Comment From: bitrecycling

@jzheaux after thinking it through, I currently would argue against ID validation at least for login where it's most critical. Reasoning: 1) Spring security saml2 currently only supports Web Browser SSO profile, that means all requests / responses are handed over through the user's browser and are (at least the logins) user "initiated". Even true for SSO logins to another SP, because an AuthnRequest is issued still if "my" SP sees an anonymous user. 2) That in turn means any reponse from an IDP will be aligned into the same session as the originating request. Hence the request must reside already in the Saml2AuthenticationRequestRepository that can be session-specific. 3) If 1 and 2 are true, any response to a login must have a valid inResponseTo that can be checked against the stored AuthnRequest. 4) this renders an ID validation using a storage of already "seen" and still valid request IDs somehow unnecessary. It might be useful to prevent unwanted SLO logouts that are not initiated on "my" SP. But I doubt it's value.

So given the high value of and (relatively) easy and lightweight validation of "inResponseTo" I would go that path to prevent false or doubly issued login responses. And rather not implement the difficult to handle and maintain IDs Storage to check against especially given that it might not even provide real value. I am sorry this got lengthy, but I would really appreciate your opinion. If you still think it could be useful, I might come up with a solution.

I definitely need a solution for the inReponseTo validation though, probably even earlier than @fast-reflexes can provide, so I will likely come up with my own implementation.

/Robert

Comment From: fast-reflexes

@jzheaux I've started working on it. So we should always validate if it is present in the response, no user flag to indicate whether the validation functionality is desired or not?

Comment From: jzheaux

Good question, @fast-reflexes. I think you'd validate it if both the request and response are present and the response has an InResponseTo.

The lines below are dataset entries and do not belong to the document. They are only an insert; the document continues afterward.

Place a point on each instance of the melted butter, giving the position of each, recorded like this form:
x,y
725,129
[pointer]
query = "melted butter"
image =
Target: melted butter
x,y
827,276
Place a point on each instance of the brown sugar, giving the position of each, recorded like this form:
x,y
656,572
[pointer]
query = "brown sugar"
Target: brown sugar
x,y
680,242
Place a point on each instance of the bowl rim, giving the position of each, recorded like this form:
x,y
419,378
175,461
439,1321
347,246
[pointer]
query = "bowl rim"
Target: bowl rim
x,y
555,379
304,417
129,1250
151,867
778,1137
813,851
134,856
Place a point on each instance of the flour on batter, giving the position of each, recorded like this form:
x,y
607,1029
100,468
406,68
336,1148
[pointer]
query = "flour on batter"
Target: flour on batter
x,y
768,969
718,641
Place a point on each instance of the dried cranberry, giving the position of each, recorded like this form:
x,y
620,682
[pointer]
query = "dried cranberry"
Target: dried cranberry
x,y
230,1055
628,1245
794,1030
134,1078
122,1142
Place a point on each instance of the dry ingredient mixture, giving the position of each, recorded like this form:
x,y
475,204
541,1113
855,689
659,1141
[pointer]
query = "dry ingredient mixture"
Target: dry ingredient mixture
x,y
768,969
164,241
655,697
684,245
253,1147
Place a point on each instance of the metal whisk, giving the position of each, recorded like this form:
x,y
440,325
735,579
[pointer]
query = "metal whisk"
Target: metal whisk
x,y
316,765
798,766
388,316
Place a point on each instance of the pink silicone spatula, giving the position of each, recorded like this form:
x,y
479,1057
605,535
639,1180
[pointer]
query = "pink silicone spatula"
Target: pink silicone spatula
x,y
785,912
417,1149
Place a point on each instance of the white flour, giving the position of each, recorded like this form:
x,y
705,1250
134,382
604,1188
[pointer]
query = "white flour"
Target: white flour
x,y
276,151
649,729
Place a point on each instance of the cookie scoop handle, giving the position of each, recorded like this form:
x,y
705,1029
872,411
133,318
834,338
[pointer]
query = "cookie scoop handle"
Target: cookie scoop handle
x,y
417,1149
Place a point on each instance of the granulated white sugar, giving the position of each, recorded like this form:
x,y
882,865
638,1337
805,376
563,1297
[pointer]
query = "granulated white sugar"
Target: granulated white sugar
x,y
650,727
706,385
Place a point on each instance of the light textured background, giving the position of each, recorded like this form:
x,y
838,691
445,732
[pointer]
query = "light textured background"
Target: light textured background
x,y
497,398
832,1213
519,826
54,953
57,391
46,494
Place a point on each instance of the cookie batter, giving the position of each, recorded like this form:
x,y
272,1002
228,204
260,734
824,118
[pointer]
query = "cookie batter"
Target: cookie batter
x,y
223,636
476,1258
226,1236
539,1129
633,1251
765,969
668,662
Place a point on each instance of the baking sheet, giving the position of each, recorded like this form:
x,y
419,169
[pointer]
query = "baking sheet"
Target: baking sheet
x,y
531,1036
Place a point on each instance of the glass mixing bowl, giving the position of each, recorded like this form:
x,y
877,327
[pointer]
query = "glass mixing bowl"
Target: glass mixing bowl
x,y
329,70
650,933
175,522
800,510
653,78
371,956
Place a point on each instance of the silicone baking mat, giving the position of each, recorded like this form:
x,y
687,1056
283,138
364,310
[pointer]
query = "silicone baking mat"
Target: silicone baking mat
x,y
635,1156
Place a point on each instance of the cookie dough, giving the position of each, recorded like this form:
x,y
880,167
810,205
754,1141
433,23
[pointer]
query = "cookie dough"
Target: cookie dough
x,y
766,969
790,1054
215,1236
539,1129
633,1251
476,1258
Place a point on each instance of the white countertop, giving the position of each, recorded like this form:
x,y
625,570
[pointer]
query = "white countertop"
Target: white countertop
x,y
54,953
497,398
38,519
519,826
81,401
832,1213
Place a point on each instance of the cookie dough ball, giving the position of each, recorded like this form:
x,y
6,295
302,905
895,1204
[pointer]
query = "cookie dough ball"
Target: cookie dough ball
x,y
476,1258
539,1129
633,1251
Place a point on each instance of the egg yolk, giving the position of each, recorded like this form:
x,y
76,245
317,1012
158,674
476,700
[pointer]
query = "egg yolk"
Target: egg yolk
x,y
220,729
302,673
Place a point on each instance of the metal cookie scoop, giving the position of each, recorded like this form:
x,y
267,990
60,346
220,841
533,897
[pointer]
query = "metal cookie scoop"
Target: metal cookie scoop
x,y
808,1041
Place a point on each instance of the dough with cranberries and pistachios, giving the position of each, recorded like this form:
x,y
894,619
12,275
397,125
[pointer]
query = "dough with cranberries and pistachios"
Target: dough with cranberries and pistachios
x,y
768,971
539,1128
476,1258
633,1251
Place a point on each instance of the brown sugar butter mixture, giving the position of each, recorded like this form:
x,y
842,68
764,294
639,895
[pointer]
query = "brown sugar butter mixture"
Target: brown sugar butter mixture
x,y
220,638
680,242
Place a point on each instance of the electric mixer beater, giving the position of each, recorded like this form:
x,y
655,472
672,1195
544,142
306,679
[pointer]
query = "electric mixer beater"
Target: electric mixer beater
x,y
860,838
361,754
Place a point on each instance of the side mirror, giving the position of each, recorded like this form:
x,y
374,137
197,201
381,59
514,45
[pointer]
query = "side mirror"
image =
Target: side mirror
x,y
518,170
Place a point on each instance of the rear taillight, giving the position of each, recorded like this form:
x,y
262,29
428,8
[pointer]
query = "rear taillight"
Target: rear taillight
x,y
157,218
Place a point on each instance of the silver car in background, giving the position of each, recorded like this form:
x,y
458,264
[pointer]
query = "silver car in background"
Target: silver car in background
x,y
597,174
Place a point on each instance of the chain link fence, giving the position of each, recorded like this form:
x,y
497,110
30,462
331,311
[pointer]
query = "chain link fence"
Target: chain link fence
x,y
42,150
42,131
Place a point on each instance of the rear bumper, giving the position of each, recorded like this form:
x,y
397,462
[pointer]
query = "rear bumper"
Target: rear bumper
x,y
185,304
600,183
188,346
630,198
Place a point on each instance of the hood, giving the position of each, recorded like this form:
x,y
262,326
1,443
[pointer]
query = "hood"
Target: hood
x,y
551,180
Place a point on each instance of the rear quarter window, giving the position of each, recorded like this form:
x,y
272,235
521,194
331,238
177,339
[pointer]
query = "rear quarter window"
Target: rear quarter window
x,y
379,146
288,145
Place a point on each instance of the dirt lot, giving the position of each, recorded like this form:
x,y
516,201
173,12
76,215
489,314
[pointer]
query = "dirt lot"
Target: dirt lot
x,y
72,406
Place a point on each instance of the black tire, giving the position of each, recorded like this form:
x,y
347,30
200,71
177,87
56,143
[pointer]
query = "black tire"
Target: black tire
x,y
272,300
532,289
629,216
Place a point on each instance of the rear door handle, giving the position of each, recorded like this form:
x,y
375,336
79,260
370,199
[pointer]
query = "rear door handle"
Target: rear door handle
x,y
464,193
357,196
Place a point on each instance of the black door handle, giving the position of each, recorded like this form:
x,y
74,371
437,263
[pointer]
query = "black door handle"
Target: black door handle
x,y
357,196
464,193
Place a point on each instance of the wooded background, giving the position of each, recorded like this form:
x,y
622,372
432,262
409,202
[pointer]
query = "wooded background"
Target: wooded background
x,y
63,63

Applications may choose to not store the AuthnRequest.

To turn off that validation, applications can always either:

  • Not store the AuthnRequest, or
  • Wire their own response validator. It could either be completely custom or could delegate to the default and remove the unwanted error

Comment From: fast-reflexes

A question, if the login is unsolicited, there won't be a request stored, but if there IS a request stored but the response does NOT have InResponseTo attribute set, then we should reject as well right?